Properly identifying threats

A cognitive solution that can actually protect a rig needs to be able to catch novel threats, not just known malicious software. New malware is proliferating faster than ever before. According to Verizon’s 2016 Data Breach Investigations report, 99% of malware hashes are seen for no more than 58 seconds. Hackers have automated the process of creating new malware variants and can produce novel infections at an unprecedented rate.

A solution can only protect against these threats if it is capable of correctly classifying new malware it has never seen before. There is a plethora of endpoint protection software on the market claiming to use AI and machine learning, but most of them drop substantially in efficacy against malware that is less than 24 hours old. What this indicates is that many commercial solutions offer subpar protection against new threats. Given the sheer percentage of malware that is “new” at any given time, this weakness is a major problem. When testing a solution, make sure to test it against novel threats—not the threats it already knows.

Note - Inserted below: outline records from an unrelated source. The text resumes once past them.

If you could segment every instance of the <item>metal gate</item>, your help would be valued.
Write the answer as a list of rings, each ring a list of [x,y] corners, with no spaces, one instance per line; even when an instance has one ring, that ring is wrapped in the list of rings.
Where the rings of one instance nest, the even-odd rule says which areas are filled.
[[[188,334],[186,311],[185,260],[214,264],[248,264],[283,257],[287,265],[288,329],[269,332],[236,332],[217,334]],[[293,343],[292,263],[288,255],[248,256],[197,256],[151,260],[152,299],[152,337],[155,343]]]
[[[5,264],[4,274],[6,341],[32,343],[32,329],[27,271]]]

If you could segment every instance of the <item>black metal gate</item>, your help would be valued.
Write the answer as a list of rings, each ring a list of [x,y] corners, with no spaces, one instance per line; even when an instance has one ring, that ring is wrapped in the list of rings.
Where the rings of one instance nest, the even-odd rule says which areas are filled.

Of course, these are hardly the only challenges that must be planned for in implementing AI for cybersecurity on a rig. Beyond basic matters such as budgeting for the cost of the project, there is the time needed for the often lengthy certification to place new software on mission- critical assets. There are also further decisions to be made, such as whether to host the cybersecurity solution in the cloud versus on-premises.

The challenges listed here are some of the most prominent barriers to implementing a cognitive security solution in drilling operations. Critically, these are all challenges that can be overcome with the right knowledge. And the end result—drilling rigs that are protected against threats like Petya, Stuxnet and more—is well worth the effort.